Na tym tle niezaproszenie Putina do Warszawy rocznicę wybuchu II wojny światowej to „kolejna próba sfałszowania historii”. Na niekorzyść Moskwy, rzecz jasna. Tłumaczenie polskich władz, zgodnie z którym to właśnie Kreml nie jest zainteresowany „zachowaniem ducha prawdy historycznej”, publicyści komentują powiedzeniem „na złodzieju czapka gore”. Nagornyj i Masłow z satysfakcją zauważają, że Trump nie przyjechał na obchody. I nawet jeśli przyczyną był huragan Dorian, to amerykański prezydent 1 września umilał sobie czas grą w golfa. „Również przywódcy Francji i Wielkiej Brytanii nie znaleźli możliwości, aby swoją obecnością zaszczycić robiony przez Polaków „cyrk na krwi i kościach” ofiar II wojny światowej” – piszą sarkastycznie rosyjscy publicyści. W desperackim poszukiwaniu dowodów na rzekomą porażkę wizerunkową warszawskich obchodów, sięgają po, delikatnie pisząc, egzotyczny argument. Zauważają mianowicie, że do stolicy Polski nie przyjechał żaden przedstawiciel… Chin. Co Chiny mają wspólnego z wybuchem II wojny światowej? Według rosyjskich publicystów bardzo wiele. Zazwyczaj, próbując deprecjonować znaczenie napaści Niemiec na Polskę (która była efektem paktu Hitlera ze Stalinem), Rosjanie forsują tezę, jakoby wojna zaczęła się od rozbioru Czechosłowacji, albo polsko-niemieckiego paktu o nieagresji w 1934 r. Nagorny i Masłow znaleźli kolejną alternatywą datę wybuchu najstraszniejszego konfliktu w dziejach. Okazuje się bowiem, że II wojna światowa tak naprawdę rozpoczęła się w 1931 r., od wkroczenia Japończyków do Mandżurii… Rosyjscy publicyści w pełni podzielają głos Pekinu, jakoby obchodzenie rocznicy wybuchu II wojny światowej 1 września było objawem białego rasizmu, wymierzonego przeciwko Azjatom.
Nagorny i Masłow zwracają uwagę na fakt, że większym niż 1 września zainteresowaniem ze strony światowych przywódców cieszyły się rocznice lądowania aliantów w Normandii czy też 100. Rocznica zakończenia I wojny światowej.
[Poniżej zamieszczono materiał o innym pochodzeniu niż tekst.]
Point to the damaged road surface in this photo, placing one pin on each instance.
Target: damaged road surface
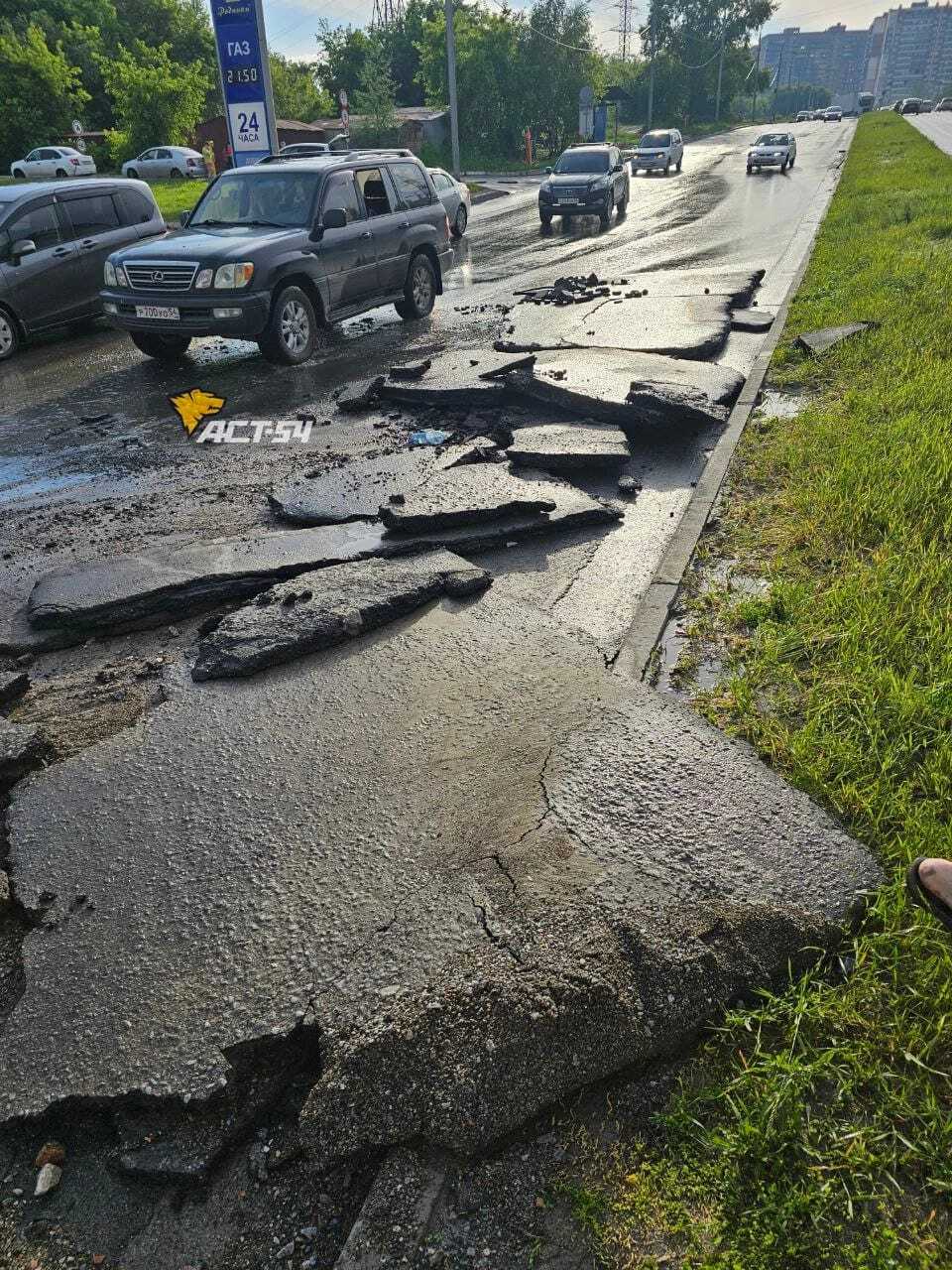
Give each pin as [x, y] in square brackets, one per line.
[483, 867]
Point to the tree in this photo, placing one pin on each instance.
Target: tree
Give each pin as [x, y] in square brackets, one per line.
[296, 91]
[40, 93]
[155, 99]
[376, 96]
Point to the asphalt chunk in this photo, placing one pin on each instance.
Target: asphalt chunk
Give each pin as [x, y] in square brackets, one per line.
[318, 610]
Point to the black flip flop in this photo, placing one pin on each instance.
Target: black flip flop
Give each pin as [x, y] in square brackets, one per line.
[924, 898]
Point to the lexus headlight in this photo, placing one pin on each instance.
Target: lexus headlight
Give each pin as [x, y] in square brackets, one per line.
[231, 276]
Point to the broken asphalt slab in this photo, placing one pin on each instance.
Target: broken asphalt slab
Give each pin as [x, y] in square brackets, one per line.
[566, 447]
[330, 606]
[179, 578]
[816, 341]
[458, 379]
[474, 494]
[481, 867]
[685, 317]
[633, 390]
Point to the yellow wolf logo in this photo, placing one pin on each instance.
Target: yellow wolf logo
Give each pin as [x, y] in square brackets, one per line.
[195, 405]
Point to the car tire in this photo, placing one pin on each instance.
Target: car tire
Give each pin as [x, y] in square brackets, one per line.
[163, 348]
[9, 335]
[419, 290]
[291, 333]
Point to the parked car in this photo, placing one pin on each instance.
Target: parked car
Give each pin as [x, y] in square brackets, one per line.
[54, 241]
[271, 253]
[164, 163]
[454, 195]
[54, 162]
[587, 181]
[658, 151]
[772, 150]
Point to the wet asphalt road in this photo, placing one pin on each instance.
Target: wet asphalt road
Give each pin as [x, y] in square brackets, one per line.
[73, 485]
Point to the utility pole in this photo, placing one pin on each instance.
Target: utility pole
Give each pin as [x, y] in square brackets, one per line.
[652, 76]
[757, 75]
[451, 76]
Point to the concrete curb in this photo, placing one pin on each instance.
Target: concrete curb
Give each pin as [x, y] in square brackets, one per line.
[655, 608]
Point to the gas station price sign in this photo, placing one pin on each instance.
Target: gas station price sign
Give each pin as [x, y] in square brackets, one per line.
[245, 79]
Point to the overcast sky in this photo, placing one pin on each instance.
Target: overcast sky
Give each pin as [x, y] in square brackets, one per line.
[293, 23]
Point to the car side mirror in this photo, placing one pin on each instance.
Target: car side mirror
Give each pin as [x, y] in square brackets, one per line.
[334, 218]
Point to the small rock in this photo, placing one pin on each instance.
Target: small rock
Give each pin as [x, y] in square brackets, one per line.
[48, 1179]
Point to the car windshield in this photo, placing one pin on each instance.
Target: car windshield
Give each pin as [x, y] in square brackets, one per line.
[280, 198]
[583, 160]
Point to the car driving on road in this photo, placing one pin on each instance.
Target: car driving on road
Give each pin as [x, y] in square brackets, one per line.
[658, 151]
[163, 163]
[588, 181]
[772, 150]
[54, 162]
[54, 240]
[271, 253]
[454, 195]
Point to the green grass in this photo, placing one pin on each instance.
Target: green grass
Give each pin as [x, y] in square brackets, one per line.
[814, 1129]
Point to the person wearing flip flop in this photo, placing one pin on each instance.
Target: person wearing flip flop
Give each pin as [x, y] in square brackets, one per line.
[929, 885]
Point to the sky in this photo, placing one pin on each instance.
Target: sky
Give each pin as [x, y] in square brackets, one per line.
[293, 23]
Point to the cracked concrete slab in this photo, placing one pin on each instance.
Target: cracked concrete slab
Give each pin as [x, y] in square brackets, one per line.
[356, 490]
[178, 578]
[566, 447]
[485, 870]
[634, 390]
[458, 379]
[472, 494]
[330, 606]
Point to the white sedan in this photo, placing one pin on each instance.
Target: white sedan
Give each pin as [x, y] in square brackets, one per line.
[454, 195]
[772, 150]
[54, 162]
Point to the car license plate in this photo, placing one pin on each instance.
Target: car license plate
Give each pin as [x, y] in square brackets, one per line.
[157, 312]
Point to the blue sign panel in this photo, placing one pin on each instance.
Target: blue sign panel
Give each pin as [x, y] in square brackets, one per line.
[245, 79]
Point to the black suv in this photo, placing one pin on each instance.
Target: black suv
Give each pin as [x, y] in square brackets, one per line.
[273, 250]
[588, 181]
[55, 236]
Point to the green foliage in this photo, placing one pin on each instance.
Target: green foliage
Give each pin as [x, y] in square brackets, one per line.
[40, 91]
[298, 94]
[376, 95]
[819, 1121]
[154, 96]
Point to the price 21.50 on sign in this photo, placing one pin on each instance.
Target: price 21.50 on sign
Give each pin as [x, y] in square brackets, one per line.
[243, 53]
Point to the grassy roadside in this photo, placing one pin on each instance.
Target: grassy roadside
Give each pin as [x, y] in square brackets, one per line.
[814, 1130]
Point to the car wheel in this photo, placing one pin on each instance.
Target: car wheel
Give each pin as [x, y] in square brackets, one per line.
[289, 338]
[163, 348]
[419, 291]
[9, 335]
Publicyści odnotowują również nieobecność Donalda Tuska na warszawskich obchodach. W kontekście wymowy niedzielnych uroczystości, komentatorzy gazety „Zawtra” piszą o „trwającej już od ponad trzydziestu lat antysowieckiej i antyrosyjskiej histerii w Polsce”. Szczególne miejsce w tej „histerii” zajmują „pretensje o utratę ziem wschodnich”. Rosyjscy autorzy odpowiadają w bardzo przewidywalnym duchu – skoro Polska dostała od Stalina „niemieckie ziemie” (a to dopiero, nie licząc rzeczywiście niepolskich Prus Wschodnich, jest historyczna manipulacja!), to nie ma już prawa narzekać na brak Kresów Wschodnich. A jeśli już, to rachunek powinna wystawić Litwie, Białorusi i Ukrainie (na to tylko Moskwa czeka…). Jak to zwykle bywa, rosyjska narracja próbuje kreować również konflikt niemiecko-polski, stając przy tym po stronie Niemiec, które od polskich pretensji o reparacje (autorzy niezgodnie z prawdą napisali, że o reparacje upomniał się Andrzej Duda) „odganiają się jak od natrętnej muchy”.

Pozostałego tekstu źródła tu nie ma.